Пригорюнился Борис Борисыч, выпил еще портвейну, и созрел тут, как на грех, в его бедовой головушке гениальный план. Ну, или наоборот, это уж, кому как... Перестал Борис Борисыч сучить ножками и пучить глазки, и решительно слез с табуретки. Нижнюю губу, однако ж, оставил на всякий случай выпяченной. Высунувшись в форточку Борис Борисыч обнаружил, что часы на думской башне показывают полночь, а на нижнюю губу моросит противный дождик. Брезгливо поморщившись Борис Борисыч закрыл форточку и облачился в черный непромокаемый плащ, увенчав свою буйную голову черной широкополой шляпой. Он степенно спустился вниз и через минуту, из подземного гаража выехал черный джип, оснащенный поместительным багажником и лебедкой с крюком...
Еще через минуту джип тихо, как сова, остановился перед домом 23 по улице Рубинштейна, где, собственно, и располагался Довлатов. Вернее, не сам Довлатов, а памятник Довлатову.

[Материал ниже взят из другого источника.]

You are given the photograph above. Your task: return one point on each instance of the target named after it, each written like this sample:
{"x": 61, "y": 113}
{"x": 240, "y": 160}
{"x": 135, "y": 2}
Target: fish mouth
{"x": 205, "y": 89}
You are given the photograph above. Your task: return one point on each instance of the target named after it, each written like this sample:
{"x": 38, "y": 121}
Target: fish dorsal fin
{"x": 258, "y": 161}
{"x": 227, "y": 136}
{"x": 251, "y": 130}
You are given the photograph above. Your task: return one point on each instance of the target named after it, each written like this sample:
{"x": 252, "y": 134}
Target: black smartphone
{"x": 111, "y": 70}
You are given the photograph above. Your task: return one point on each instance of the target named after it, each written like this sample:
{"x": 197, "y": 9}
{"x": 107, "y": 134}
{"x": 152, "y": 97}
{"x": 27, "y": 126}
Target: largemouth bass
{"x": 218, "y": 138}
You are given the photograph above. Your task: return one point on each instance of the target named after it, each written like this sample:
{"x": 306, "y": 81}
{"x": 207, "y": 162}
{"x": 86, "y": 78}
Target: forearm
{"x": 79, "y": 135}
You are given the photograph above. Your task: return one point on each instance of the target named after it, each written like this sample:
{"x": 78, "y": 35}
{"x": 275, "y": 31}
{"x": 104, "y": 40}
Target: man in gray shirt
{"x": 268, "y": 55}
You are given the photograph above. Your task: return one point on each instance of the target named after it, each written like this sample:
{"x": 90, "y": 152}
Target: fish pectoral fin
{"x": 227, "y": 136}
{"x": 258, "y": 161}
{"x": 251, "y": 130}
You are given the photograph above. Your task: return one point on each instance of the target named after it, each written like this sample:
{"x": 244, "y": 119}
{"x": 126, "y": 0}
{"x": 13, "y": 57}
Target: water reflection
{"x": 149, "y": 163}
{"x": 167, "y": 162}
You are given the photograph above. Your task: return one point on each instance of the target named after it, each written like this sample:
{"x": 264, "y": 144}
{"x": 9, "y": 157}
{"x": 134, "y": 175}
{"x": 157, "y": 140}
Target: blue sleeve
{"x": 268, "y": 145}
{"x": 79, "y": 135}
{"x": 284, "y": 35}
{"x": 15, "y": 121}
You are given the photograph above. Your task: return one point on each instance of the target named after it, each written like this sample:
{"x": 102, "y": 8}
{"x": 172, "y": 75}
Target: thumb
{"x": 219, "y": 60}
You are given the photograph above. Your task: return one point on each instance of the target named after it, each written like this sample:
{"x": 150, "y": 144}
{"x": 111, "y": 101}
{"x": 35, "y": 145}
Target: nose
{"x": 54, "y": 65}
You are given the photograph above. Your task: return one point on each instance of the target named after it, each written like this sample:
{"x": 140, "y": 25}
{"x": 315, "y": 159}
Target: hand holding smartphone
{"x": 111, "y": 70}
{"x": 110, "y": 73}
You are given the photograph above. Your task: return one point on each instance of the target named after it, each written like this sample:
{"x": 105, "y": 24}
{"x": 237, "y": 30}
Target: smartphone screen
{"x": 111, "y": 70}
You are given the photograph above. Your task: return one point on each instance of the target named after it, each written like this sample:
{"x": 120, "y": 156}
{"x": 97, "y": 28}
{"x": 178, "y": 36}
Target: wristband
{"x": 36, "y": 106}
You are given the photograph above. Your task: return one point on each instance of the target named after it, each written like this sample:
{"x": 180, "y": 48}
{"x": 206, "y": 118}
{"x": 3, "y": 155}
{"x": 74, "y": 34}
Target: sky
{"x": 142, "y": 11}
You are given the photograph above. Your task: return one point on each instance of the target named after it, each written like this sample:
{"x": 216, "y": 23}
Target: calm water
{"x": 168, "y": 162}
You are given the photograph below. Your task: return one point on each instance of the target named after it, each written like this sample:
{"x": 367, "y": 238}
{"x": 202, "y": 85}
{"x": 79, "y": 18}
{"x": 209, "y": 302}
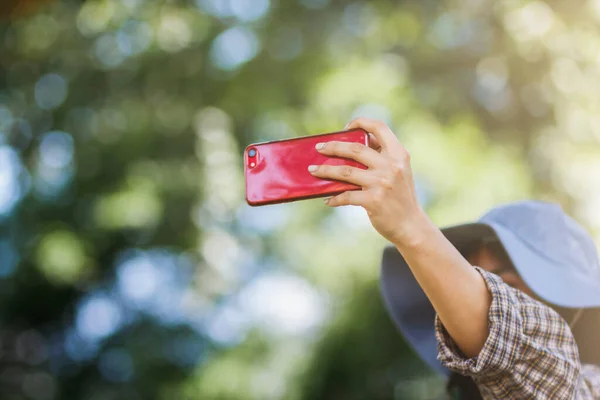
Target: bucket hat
{"x": 553, "y": 254}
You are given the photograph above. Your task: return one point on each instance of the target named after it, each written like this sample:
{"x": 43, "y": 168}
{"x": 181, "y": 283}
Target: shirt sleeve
{"x": 530, "y": 352}
{"x": 590, "y": 387}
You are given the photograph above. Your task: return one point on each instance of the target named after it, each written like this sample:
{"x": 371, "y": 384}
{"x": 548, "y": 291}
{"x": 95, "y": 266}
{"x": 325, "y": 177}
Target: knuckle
{"x": 397, "y": 169}
{"x": 356, "y": 148}
{"x": 346, "y": 171}
{"x": 386, "y": 183}
{"x": 377, "y": 199}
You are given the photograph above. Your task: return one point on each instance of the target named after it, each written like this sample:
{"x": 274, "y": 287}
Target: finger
{"x": 349, "y": 198}
{"x": 379, "y": 129}
{"x": 352, "y": 150}
{"x": 374, "y": 143}
{"x": 344, "y": 173}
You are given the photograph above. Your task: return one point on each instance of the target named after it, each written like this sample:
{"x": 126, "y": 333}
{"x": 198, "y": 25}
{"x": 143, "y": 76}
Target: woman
{"x": 496, "y": 326}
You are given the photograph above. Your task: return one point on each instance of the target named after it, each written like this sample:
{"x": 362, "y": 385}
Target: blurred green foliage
{"x": 130, "y": 267}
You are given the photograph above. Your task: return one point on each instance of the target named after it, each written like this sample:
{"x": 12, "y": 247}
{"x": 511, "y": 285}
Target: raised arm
{"x": 456, "y": 290}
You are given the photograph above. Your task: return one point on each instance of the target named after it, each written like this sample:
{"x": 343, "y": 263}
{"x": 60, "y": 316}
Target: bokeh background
{"x": 130, "y": 265}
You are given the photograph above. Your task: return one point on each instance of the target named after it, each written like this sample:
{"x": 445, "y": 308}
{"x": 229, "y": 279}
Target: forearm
{"x": 455, "y": 289}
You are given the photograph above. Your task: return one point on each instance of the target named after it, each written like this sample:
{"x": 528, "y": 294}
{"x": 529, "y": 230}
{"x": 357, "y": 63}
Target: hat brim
{"x": 413, "y": 314}
{"x": 406, "y": 302}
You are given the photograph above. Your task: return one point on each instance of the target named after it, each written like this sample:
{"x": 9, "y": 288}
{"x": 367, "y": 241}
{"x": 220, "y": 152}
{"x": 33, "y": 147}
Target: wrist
{"x": 414, "y": 233}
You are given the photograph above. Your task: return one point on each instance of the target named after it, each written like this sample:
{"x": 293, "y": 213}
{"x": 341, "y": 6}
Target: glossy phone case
{"x": 277, "y": 172}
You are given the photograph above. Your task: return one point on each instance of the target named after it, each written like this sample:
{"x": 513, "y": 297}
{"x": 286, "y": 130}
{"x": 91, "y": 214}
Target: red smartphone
{"x": 277, "y": 172}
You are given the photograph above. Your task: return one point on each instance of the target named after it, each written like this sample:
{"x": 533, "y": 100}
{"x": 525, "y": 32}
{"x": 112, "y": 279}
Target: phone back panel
{"x": 278, "y": 171}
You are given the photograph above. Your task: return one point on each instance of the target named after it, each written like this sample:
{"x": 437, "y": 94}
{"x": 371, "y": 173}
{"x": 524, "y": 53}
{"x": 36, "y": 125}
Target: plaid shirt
{"x": 530, "y": 352}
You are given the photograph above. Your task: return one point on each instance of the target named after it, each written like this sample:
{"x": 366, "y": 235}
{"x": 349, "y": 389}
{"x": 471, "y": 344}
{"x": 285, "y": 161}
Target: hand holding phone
{"x": 277, "y": 172}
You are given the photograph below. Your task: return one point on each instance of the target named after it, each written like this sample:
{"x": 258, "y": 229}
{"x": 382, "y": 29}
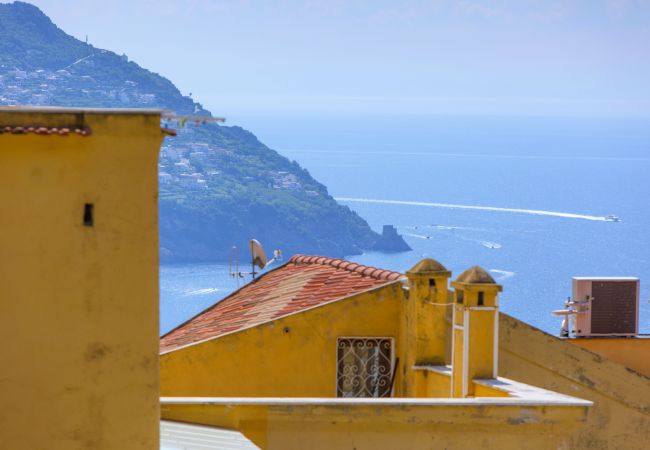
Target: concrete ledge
{"x": 539, "y": 397}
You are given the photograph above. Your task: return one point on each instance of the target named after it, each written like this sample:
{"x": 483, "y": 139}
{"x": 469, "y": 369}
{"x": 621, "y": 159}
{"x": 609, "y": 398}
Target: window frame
{"x": 336, "y": 361}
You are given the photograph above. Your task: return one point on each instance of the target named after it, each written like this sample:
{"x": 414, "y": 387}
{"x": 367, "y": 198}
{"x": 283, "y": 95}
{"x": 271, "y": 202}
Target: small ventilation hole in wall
{"x": 89, "y": 218}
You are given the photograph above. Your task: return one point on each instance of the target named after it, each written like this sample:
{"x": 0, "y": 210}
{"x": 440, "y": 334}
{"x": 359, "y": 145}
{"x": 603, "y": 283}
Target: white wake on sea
{"x": 201, "y": 292}
{"x": 503, "y": 274}
{"x": 535, "y": 212}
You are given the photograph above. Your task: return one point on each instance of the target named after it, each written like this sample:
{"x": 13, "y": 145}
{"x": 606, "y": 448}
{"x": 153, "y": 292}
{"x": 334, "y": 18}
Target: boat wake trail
{"x": 201, "y": 292}
{"x": 534, "y": 212}
{"x": 503, "y": 274}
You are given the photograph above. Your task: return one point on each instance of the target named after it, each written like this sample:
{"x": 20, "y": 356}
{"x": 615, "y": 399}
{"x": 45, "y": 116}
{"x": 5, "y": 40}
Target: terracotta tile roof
{"x": 45, "y": 131}
{"x": 303, "y": 282}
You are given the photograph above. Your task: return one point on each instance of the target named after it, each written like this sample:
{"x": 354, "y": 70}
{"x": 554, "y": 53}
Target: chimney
{"x": 475, "y": 330}
{"x": 427, "y": 309}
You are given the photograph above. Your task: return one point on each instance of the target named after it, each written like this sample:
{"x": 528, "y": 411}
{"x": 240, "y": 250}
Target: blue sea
{"x": 522, "y": 197}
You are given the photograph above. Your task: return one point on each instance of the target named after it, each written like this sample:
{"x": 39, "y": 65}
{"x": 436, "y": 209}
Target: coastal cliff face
{"x": 219, "y": 186}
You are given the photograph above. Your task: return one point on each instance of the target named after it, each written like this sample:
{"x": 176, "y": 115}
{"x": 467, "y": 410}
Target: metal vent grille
{"x": 613, "y": 308}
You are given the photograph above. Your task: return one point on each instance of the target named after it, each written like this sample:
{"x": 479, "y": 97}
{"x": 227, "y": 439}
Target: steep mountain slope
{"x": 219, "y": 185}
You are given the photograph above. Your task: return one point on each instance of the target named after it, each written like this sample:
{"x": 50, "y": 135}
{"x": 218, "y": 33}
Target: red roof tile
{"x": 46, "y": 131}
{"x": 301, "y": 283}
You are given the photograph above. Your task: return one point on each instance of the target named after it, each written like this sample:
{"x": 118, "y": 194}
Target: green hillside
{"x": 219, "y": 185}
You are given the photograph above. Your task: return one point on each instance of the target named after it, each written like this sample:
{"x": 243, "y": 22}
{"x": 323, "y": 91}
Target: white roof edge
{"x": 606, "y": 278}
{"x": 557, "y": 400}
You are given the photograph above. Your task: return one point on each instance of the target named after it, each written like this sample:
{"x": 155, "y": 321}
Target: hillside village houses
{"x": 317, "y": 353}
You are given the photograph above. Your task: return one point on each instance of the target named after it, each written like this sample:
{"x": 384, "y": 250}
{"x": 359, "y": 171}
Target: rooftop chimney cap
{"x": 428, "y": 266}
{"x": 475, "y": 275}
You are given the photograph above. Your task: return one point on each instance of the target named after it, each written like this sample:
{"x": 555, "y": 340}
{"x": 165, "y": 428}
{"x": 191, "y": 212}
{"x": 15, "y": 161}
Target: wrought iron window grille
{"x": 364, "y": 367}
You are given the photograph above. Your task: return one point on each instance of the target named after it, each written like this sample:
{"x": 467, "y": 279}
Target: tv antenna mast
{"x": 258, "y": 259}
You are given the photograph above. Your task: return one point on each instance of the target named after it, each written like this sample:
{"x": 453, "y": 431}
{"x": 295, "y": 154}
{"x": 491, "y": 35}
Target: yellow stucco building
{"x": 318, "y": 353}
{"x": 79, "y": 278}
{"x": 287, "y": 359}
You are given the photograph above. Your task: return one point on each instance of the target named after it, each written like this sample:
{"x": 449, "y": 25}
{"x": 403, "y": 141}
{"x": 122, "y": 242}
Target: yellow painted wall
{"x": 372, "y": 425}
{"x": 79, "y": 305}
{"x": 620, "y": 416}
{"x": 631, "y": 352}
{"x": 294, "y": 356}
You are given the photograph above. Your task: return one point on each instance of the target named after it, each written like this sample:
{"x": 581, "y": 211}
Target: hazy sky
{"x": 566, "y": 57}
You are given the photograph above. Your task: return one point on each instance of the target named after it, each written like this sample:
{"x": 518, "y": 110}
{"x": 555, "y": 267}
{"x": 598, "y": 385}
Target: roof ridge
{"x": 338, "y": 263}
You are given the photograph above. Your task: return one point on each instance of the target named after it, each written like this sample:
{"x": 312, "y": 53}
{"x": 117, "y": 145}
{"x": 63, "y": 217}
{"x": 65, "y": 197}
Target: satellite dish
{"x": 258, "y": 255}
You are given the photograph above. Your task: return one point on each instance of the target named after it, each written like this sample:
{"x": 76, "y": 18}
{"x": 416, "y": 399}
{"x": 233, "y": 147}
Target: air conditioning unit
{"x": 605, "y": 306}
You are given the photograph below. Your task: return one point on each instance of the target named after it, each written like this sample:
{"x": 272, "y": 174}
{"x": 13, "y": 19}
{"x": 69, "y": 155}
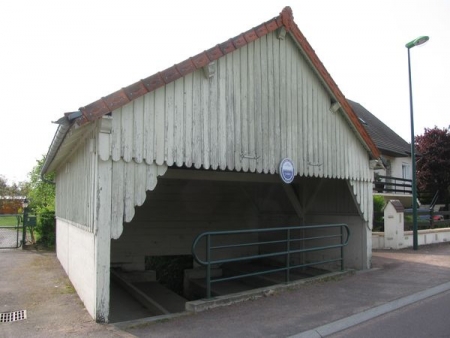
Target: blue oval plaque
{"x": 287, "y": 170}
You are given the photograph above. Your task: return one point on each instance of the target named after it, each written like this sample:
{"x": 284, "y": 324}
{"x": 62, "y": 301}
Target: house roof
{"x": 384, "y": 137}
{"x": 283, "y": 22}
{"x": 127, "y": 94}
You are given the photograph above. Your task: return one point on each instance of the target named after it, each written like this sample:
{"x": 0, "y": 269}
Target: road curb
{"x": 345, "y": 323}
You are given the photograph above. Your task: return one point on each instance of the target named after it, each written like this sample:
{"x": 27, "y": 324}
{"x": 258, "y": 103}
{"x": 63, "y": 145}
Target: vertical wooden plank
{"x": 271, "y": 98}
{"x": 222, "y": 113}
{"x": 293, "y": 143}
{"x": 277, "y": 106}
{"x": 316, "y": 130}
{"x": 213, "y": 111}
{"x": 244, "y": 108}
{"x": 179, "y": 122}
{"x": 138, "y": 127}
{"x": 129, "y": 191}
{"x": 104, "y": 137}
{"x": 324, "y": 139}
{"x": 251, "y": 91}
{"x": 117, "y": 196}
{"x": 305, "y": 116}
{"x": 116, "y": 138}
{"x": 188, "y": 79}
{"x": 197, "y": 120}
{"x": 237, "y": 109}
{"x": 140, "y": 177}
{"x": 264, "y": 152}
{"x": 300, "y": 127}
{"x": 160, "y": 124}
{"x": 103, "y": 238}
{"x": 169, "y": 126}
{"x": 256, "y": 164}
{"x": 310, "y": 138}
{"x": 283, "y": 99}
{"x": 205, "y": 114}
{"x": 288, "y": 98}
{"x": 127, "y": 132}
{"x": 149, "y": 127}
{"x": 230, "y": 91}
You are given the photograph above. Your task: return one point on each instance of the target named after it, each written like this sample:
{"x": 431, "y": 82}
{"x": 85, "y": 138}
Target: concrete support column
{"x": 394, "y": 233}
{"x": 102, "y": 223}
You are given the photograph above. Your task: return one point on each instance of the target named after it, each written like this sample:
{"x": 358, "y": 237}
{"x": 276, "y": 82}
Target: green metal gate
{"x": 10, "y": 231}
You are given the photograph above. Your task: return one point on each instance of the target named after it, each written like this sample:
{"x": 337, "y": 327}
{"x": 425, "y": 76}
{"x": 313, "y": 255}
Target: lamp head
{"x": 417, "y": 42}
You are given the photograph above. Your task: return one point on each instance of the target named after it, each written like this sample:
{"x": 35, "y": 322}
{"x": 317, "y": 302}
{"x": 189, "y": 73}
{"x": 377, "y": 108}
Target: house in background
{"x": 394, "y": 180}
{"x": 197, "y": 147}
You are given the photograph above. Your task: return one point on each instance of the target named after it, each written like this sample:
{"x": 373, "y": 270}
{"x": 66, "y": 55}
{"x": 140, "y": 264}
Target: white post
{"x": 394, "y": 233}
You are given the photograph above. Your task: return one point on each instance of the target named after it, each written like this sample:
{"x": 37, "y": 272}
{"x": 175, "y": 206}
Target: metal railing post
{"x": 208, "y": 267}
{"x": 24, "y": 229}
{"x": 342, "y": 248}
{"x": 287, "y": 251}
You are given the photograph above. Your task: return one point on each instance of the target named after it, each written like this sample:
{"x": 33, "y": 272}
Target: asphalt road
{"x": 427, "y": 318}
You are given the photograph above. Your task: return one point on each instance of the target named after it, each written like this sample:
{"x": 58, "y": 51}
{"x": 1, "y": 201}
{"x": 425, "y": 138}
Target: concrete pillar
{"x": 394, "y": 234}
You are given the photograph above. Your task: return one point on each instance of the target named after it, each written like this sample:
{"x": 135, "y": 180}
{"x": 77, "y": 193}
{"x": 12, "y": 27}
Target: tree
{"x": 11, "y": 195}
{"x": 42, "y": 200}
{"x": 41, "y": 193}
{"x": 433, "y": 164}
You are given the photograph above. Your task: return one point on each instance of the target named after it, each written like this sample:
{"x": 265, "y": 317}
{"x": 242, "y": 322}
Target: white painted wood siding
{"x": 75, "y": 184}
{"x": 263, "y": 103}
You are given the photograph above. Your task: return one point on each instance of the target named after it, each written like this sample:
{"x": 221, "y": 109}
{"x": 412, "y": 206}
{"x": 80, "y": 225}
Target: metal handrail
{"x": 287, "y": 252}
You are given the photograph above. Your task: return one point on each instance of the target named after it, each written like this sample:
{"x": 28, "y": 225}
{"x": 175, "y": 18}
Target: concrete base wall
{"x": 75, "y": 251}
{"x": 430, "y": 236}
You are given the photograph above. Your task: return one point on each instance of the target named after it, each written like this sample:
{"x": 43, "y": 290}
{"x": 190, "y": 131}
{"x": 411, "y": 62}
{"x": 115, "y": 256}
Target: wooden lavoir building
{"x": 197, "y": 147}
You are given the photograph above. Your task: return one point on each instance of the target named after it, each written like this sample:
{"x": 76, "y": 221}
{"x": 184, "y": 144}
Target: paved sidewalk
{"x": 35, "y": 281}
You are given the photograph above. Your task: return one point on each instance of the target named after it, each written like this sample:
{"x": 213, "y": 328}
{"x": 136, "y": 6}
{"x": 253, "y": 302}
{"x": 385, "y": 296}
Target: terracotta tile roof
{"x": 125, "y": 95}
{"x": 387, "y": 141}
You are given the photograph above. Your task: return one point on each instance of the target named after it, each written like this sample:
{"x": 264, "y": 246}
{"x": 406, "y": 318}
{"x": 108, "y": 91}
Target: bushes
{"x": 45, "y": 228}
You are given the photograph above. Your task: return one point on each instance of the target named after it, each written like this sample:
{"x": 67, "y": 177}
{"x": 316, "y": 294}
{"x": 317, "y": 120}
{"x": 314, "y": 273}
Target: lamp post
{"x": 416, "y": 42}
{"x": 25, "y": 216}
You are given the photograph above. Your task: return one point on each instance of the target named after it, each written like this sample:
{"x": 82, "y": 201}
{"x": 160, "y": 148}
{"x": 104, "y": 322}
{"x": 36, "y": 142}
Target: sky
{"x": 57, "y": 56}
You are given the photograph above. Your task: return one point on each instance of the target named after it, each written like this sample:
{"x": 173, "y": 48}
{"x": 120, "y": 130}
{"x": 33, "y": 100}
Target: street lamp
{"x": 416, "y": 42}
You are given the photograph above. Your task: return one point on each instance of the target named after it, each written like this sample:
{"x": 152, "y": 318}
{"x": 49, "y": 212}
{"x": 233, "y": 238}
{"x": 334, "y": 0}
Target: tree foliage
{"x": 41, "y": 196}
{"x": 11, "y": 195}
{"x": 433, "y": 165}
{"x": 41, "y": 193}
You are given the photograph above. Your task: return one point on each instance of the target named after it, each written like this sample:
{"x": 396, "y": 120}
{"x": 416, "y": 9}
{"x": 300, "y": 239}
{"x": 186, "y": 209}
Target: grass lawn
{"x": 8, "y": 220}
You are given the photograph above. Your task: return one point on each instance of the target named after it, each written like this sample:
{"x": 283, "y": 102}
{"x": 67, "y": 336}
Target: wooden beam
{"x": 293, "y": 198}
{"x": 187, "y": 174}
{"x": 312, "y": 197}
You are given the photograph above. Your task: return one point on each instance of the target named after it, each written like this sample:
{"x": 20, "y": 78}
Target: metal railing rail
{"x": 286, "y": 252}
{"x": 393, "y": 184}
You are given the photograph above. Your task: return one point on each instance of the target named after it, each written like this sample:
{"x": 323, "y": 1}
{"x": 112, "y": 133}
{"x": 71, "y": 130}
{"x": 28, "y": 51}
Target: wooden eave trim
{"x": 291, "y": 27}
{"x": 106, "y": 104}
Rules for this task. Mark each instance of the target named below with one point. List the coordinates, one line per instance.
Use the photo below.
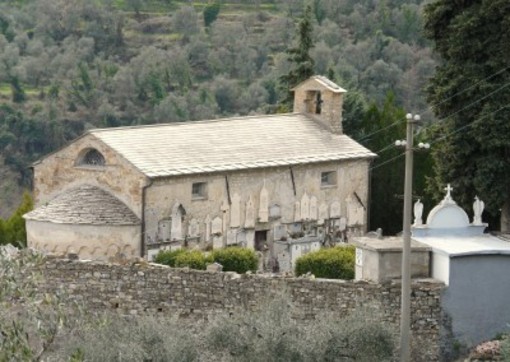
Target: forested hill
(69, 65)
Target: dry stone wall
(152, 289)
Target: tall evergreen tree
(13, 230)
(302, 64)
(470, 92)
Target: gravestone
(217, 242)
(193, 228)
(177, 215)
(164, 227)
(418, 212)
(225, 207)
(279, 232)
(235, 211)
(241, 238)
(323, 213)
(355, 212)
(334, 212)
(250, 239)
(264, 205)
(249, 221)
(217, 226)
(313, 208)
(478, 207)
(297, 211)
(275, 212)
(232, 237)
(305, 207)
(208, 228)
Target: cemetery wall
(137, 289)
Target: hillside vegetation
(70, 65)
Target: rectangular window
(199, 190)
(328, 178)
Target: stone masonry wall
(152, 289)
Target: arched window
(92, 157)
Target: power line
(435, 104)
(457, 130)
(456, 112)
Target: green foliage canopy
(13, 230)
(470, 92)
(302, 64)
(332, 263)
(239, 260)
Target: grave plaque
(250, 239)
(193, 228)
(279, 232)
(323, 213)
(264, 205)
(297, 211)
(232, 237)
(217, 242)
(177, 215)
(217, 226)
(313, 208)
(207, 228)
(305, 207)
(225, 207)
(275, 211)
(241, 237)
(249, 221)
(235, 211)
(334, 212)
(342, 225)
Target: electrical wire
(434, 105)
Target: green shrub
(333, 263)
(194, 259)
(236, 259)
(167, 257)
(269, 333)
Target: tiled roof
(325, 82)
(229, 144)
(85, 205)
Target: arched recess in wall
(90, 157)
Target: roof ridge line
(176, 124)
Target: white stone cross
(448, 190)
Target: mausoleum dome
(447, 215)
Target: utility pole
(405, 315)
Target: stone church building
(246, 181)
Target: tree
(299, 56)
(14, 231)
(211, 12)
(387, 178)
(469, 93)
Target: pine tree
(470, 93)
(13, 230)
(302, 64)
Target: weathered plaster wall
(163, 195)
(59, 172)
(89, 241)
(148, 289)
(479, 296)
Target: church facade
(248, 181)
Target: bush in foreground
(167, 257)
(193, 259)
(266, 335)
(236, 259)
(332, 263)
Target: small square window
(199, 190)
(328, 178)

То есть, сам Довлатов здесь тоже когда-то располагался, вернее, проживал, но это было давно, о чем и свидетельствует мемориальная доска на стене дома 23.
Борис Борисыч вылез из джипа, достал из багажника крюк, и воровато оглядевшись по сторонам, стал крадучись подбираться к Довлатову, на ходу разматывая трос лебедки... Подцепив Довлатова за шиворот, Борис Борисыч вернулся в кабину, и управляя лебедкой, осторожно переместил сонного прозаика в багажник джипа. Довлатов, слегка покачиваясь, торжественно парил в сумерках.
Джип, отяжеленный сразу двумя гениями, медленно тронулся с места. Довлатов, с любопытством заглядывал в окна вторых этажей, цепким писательским взглядом наблюдая за таинственной ночной жизнью своих сограждан. Некоторые неспящие сограждане, в свою очередь, были не меньше удивлены проплывающей в их окнах массивной голове Довлатова, наблюдавшей за их таинственной жизнью цепким писательским взглядом. Особо впечатлительные падали с кровати и голосили, не в силах сдержать радость от встречи с прекрасным...
Джип выехал на Невский проспект и повернул к дому 8888, где и проживал Борис Борисыч собственной персоной.
Петербургская повесть повторялась. Как и двести, без малого, лет назад, когда Медный всадник следовал всюду по пятам за бедным Евгением, так и теперь, медный Довлатов следовал всюду за Борис Борисычем, куда бы тот ни повернул. Однако, в современную петербургскую повесть, мы обязаны внести некоторые коррективы: Во-первых, Довлатов никакой не медный, а бронзовый, просто, медный, согласитесь, как-то символичней... А во-вторых, Борис Борисыч никакой не бедный, как какой-то там Евгений, а величина, наш лучезарный и величественный! При желании, Борис Борисыч мог бы сам скакать за Медным всадником, а тот, на его фоне, выглядел бы жалким и невзрачным... Вот какой, на самом деле, наш Борис Борисыч! Да и Медный всадник, между нами говоря, никакой не медный, а всего лишь бронзовый, так же, как и Довлатов...
Ну, дело за полночь, а только привез-таки Борис Борисыч Довлатова к себе в подземный гараж, в чем, собственно, и заключался коварный план, сраженного обидой, нашего лучезарного...
Однако, как оказалось, дальнейшее развитие плана терялось в зеленом, как медь, петербургском тумане, ибо, Борис Борисыч, повинуясь порыву, не успел придумать, что делать дальше с Довлатовым, а так же, за каким хреном он вообще приволок эту трехметровую фиговину к себе в гараж...
Борис Борисыч выпил портвейну, пригорюнился и стал размышлять, время от времени недоуменно поглядывая на бронзового красавца.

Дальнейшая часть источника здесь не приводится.